Pictured: Guy Van Swearingen and ensemble. Photo by Michael Brosilow.
By Conor McShane
Sometimes, the “right thing to do” seems so obvious, it’s a wonder that people can’t seem to get out of their own way long enough to do it. The problem at the heart of Brett Neveu’s TRAITOR seems like one that everyone can get on board with fixing, and yet the opposing forces of self-interest and poisonous group-think constantly cloud the real issue at hand. A Red Orchid Theatre’s production —with an ace cast of Chicago theater vets directed by Michael Shannon — illustrates that this is all too common, either in a small town or the highest offices of the land.

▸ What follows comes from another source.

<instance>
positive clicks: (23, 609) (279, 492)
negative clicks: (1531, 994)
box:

A modern-day adaptation of Henrik Ibsen’s 1882 AN ENEMY OF THE PEOPLE, TRAITOR takes place in the small Illinois town of Eastlake, largely in the modest home (John Musial’s set and Lydia Hanchett’s props create an incredibly detailed portrait of cluttered domesticity) of local science teacher Tom Stock (Guy Van Swearingen), who lives with his wife Karla (Dado), a textbook editor, and his teenage son Randal (Nation Henrikson). Stock has made a bombshell discovery: the local charter school, recently opened as an attempt to bring life back to the struggling town, is built on soil contaminated with dangerous amounts of lead. Stock initially just hopes to get through to someone the message that the town’s kids are in danger, though with the help of newspaper editor Walter Hove (Larry Grimm, though played in the performance I saw by understudy Steven Winterstein) and his new employee Madison Bills (Kristin Ellis), they hatch a plan to expose the corruption and negligence of the local government as the true cause of the contamination. Complicating matters is the fact that Stock’s sister Patty (Kristen Fitzgerald) is now the mayor, and isn’t too keen on what this discovery could mean for the future of the town. Also in the mix is the Stocks’s older daughter Molly (Missi Davis), also a teacher at the school; Jenn Sheffer (Natalie West), the funkily dressed owner of the local yarn shop and member of the town council; and Karla’s dad Howard Kihl (Frank Nall), a local business magnate whose factories may have contributed to the current contamination.
What starts out as a fairly straightforward story of a man seeking the truth at the risk of personal and professional ruin becomes something knottier and more chaotic as Stock’s crusade continues to spin out of control. Everyone has their own interests at heart, from Walter’s hope of some juicy journalistic material to elevate his paper’s credentials to Stock’s own seeming desire for glory (not to mention some personal views that border on Eugenics — something Ibsen himself supported). The play takes a rather abrupt turn at the start of Act 2, when the action moves from A Red Orchid’s space to an empty storefront down the street for a calamitous town council meeting. From this point on, we’re left on even shakier ground, with Stock muddling his own heroism. By the play’s end, it’s not even really about the school and its lead poisoning anymore, but rather about the way that even well-intentioned people can fall prey to their own selfish devices. In other words, it’s not a particularly uplifting tale, but one that’s sadly more true to life.
My initial response at the end of TRAITOR was exasperation, confusion, and frustration at the route the play had taken, but after more reflection, I realize this could very well have been Neveu’s intention. The play seems to lose its initial thread completely as it goes along, with the very issue that kicked it off seeming to become less important than how everyone stands to lose or gain from the truth getting out. The most obvious real-world analog to all this would have to be Flint, Michigan, whose own troubles with severe lead contamination were a cause célèbre for a few months before fading out of the national consciousness. Meanwhile, residents of Flint, especially in its poorer areas, still live without clean water to this day, and the true health risks can’t really be measured for years, if not generations to come. The play’s disturbing final moment is a painful reminder of the fact that, underneath all the grandstanding, backstabbing, double-dealing, and speechifying, a lot of kids are irreparably damaged for life. TRAITOR lets that fact get muddled somewhere among all the back-and-forth, which is a shame, because it’s really the only truth that anyone knows for sure.